BOLOGNA 13 MARZO 2017 Bologna è la prima città italiana a ricevere la certificazione ufficiale ‘Welcome Chinese’. Il protocollo d’intesa è stato siglato nella sala rossa di Palazzo D’Accursio dal sindaco, Virginio Merola, e dall’ambasciatore della Repubblica popolare cinese in Italia, Li Ruiyu. Insieme l’hanno poi illustrato l’accordo alla stampa, con tra gli altri, al sottosegretario del Mibact, Dorina Bianchi e il Ceo di Welcome Chinese, Jacopo Sertoli. Presente anche l’ex premier e presidente della Commissione Europea, Romano Prodi.
“Negli ultimi anni – ha dichiarato Li Ruiyu – il numero dei turisti cinesi è aumentato costantemente arrivando a diversi milioni di viaggiatori.

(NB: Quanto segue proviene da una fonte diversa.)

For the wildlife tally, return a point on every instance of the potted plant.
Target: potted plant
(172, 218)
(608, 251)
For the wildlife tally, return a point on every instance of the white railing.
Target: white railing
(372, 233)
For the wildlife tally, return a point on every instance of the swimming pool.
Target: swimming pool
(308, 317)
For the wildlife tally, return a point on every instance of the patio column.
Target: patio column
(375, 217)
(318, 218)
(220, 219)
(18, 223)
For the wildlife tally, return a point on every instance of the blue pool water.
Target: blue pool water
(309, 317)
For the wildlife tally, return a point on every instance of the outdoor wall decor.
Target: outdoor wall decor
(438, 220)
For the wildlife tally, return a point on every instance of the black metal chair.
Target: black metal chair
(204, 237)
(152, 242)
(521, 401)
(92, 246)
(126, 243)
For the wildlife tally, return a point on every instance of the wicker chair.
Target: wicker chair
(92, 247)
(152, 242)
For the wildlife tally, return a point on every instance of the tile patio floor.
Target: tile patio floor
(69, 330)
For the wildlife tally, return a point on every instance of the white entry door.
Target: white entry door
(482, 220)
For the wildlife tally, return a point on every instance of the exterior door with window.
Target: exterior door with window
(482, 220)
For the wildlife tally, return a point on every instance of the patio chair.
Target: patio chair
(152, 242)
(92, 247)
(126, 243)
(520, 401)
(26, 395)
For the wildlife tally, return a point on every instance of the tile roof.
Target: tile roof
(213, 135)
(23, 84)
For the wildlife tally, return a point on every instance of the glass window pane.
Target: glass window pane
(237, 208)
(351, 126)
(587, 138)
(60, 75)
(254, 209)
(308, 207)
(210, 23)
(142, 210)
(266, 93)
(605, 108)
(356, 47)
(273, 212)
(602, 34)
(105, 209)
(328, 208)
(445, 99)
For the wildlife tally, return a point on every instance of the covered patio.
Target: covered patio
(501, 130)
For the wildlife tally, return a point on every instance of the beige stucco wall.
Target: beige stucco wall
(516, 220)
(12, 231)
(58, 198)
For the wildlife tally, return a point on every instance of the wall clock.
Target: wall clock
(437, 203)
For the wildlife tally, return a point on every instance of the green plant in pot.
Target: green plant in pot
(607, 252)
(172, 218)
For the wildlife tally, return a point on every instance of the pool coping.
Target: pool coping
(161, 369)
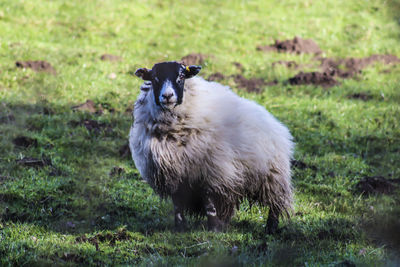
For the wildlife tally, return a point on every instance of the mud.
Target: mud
(92, 125)
(297, 46)
(38, 66)
(252, 85)
(194, 59)
(349, 67)
(317, 78)
(7, 119)
(288, 64)
(24, 141)
(33, 162)
(377, 185)
(120, 235)
(109, 57)
(89, 106)
(361, 96)
(216, 77)
(302, 165)
(239, 66)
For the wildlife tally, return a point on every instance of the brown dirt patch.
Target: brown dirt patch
(297, 45)
(33, 162)
(377, 185)
(252, 85)
(92, 125)
(317, 78)
(121, 235)
(216, 77)
(340, 68)
(109, 57)
(194, 59)
(239, 66)
(361, 96)
(7, 118)
(288, 64)
(302, 165)
(72, 257)
(89, 106)
(349, 67)
(24, 141)
(38, 65)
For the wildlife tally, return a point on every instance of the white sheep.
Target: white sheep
(201, 144)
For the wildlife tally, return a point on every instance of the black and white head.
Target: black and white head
(168, 81)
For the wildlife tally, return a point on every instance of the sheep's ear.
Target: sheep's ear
(144, 73)
(191, 71)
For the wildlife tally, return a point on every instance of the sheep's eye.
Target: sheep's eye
(179, 80)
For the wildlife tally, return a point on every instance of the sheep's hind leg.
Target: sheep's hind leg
(180, 221)
(213, 222)
(272, 222)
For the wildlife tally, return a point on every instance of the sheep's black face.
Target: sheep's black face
(168, 81)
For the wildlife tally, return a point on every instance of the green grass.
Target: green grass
(74, 211)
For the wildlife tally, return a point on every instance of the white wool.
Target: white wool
(214, 135)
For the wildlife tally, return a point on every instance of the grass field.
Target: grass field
(69, 196)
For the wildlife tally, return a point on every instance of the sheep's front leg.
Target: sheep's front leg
(213, 222)
(180, 221)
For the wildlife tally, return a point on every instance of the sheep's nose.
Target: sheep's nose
(167, 96)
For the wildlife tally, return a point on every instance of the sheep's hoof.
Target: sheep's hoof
(272, 225)
(215, 224)
(180, 227)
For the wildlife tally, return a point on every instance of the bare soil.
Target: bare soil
(317, 78)
(218, 76)
(24, 141)
(89, 106)
(361, 96)
(109, 57)
(33, 162)
(38, 65)
(377, 185)
(288, 64)
(297, 45)
(252, 85)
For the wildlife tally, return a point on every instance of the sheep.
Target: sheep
(209, 149)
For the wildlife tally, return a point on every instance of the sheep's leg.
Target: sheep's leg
(213, 222)
(272, 222)
(180, 221)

L’Italia è diventata una delle più grandi destinazioni a livello Europeo e, con il protocollo di oggi, Bologna si configura come capitale e meta europea per i turisti cinesi”. L’ambasciatore si è poi augurato che da parte italiana “ci sia una semplificazione nelle procedure di rilascio dei visti, per agevolare la possibilità di viaggiare e semplificare anche altri aspetti relativi alle misure di sicurezza”. ‘Welcome chinese’ è un riconoscimento governativo che permette alle sole strutture così riconosciute di entrare nel mercato cinese in modo diretto attraverso il sostegno della China Tourism Academy. Nel 2016 sono stati 122 milioni i turisti cinesi nel mondo per consumi che hanno raggiunto 109,8 miliardi.

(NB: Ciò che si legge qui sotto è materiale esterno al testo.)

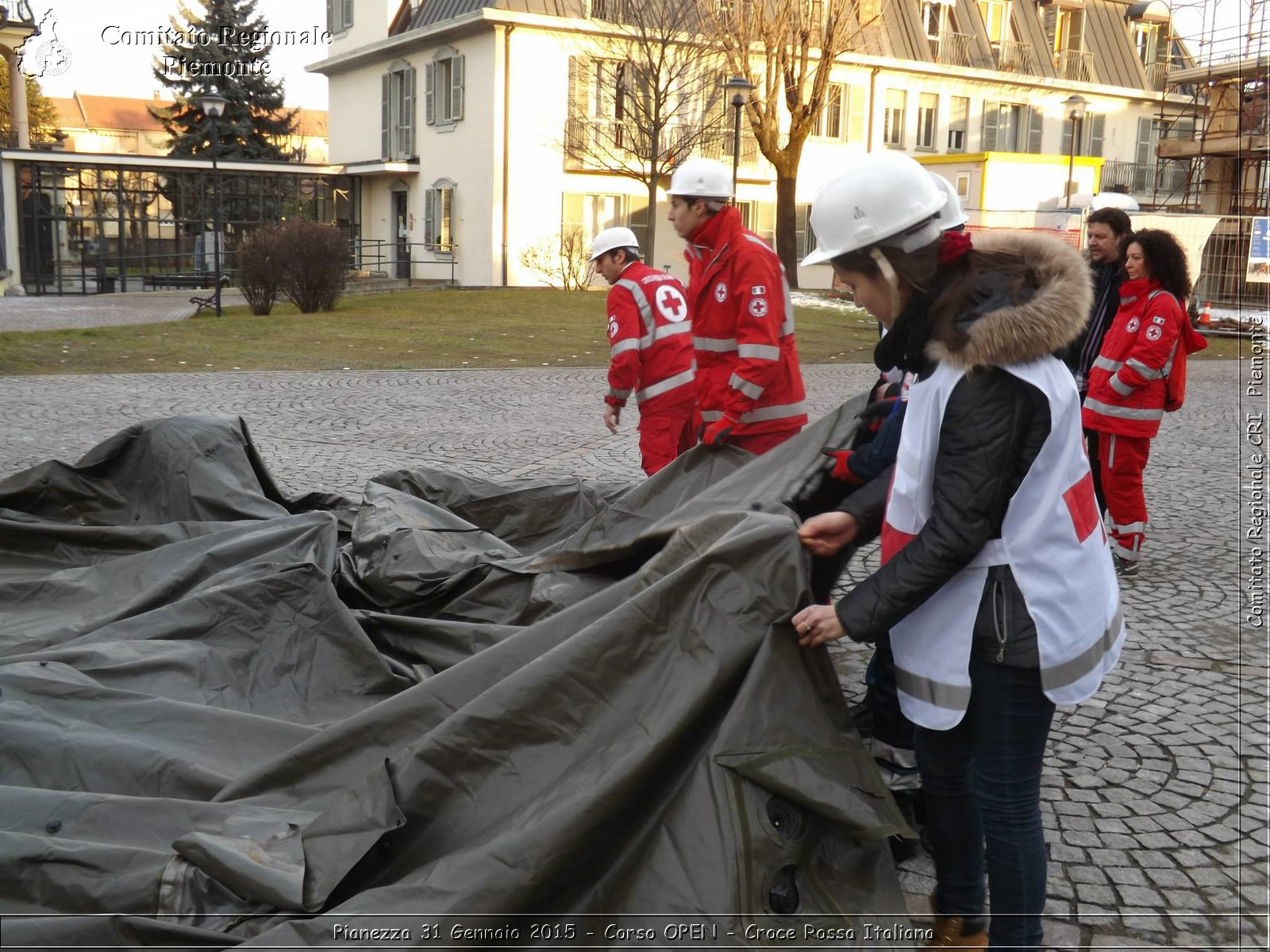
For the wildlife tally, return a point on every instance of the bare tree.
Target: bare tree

Nei prossimi cinque anni i turisti cinesi raggiungeranno i 700 milioni rafforzando ulteriormente quello che è già il mercato turistico più importante del globo. In Italia arrivano ogni anno 1,7 milioni di turisti cinesi, un numero destinato a crescere già in questo 2017 con l’ambizione di diventare la prima destinazione europea. E se per Merola la firma è “un passo avanti importante per la promozione e lo sviluppo del turismo cinese nel territorio di Bologna e della sua area metropolitana”, Bianchi ha ricordato come i due paesi siano state giustamente definite dallo stesso ministro cinese Luo Shugang “due superpotenze culturali. Il protocollo di oggi è la dimostrazione dell’intensa e proficua collaborazione che va avanti da anni”. Infine, l’ex premier Prodi ha definito quella di oggi una “firma importante. E’ una porta aperta, un semaforo verde. Oggi abbiamo insistito sugli scambi della Cina verso l’Italia, ma dobbiamo insistere anche sul flusso dell’Italia verso la Cina.
Per le imprese e i giovani un legame diretto e forte con la Cena è di estrema importanza”. Quanto al protocollo “il flusso turistico è un percorso che cresce attraverso un tam tam, non solo attraverso agenzie e strutture: creare per primi uno standard, vuol dire creare per primi il tam tam”.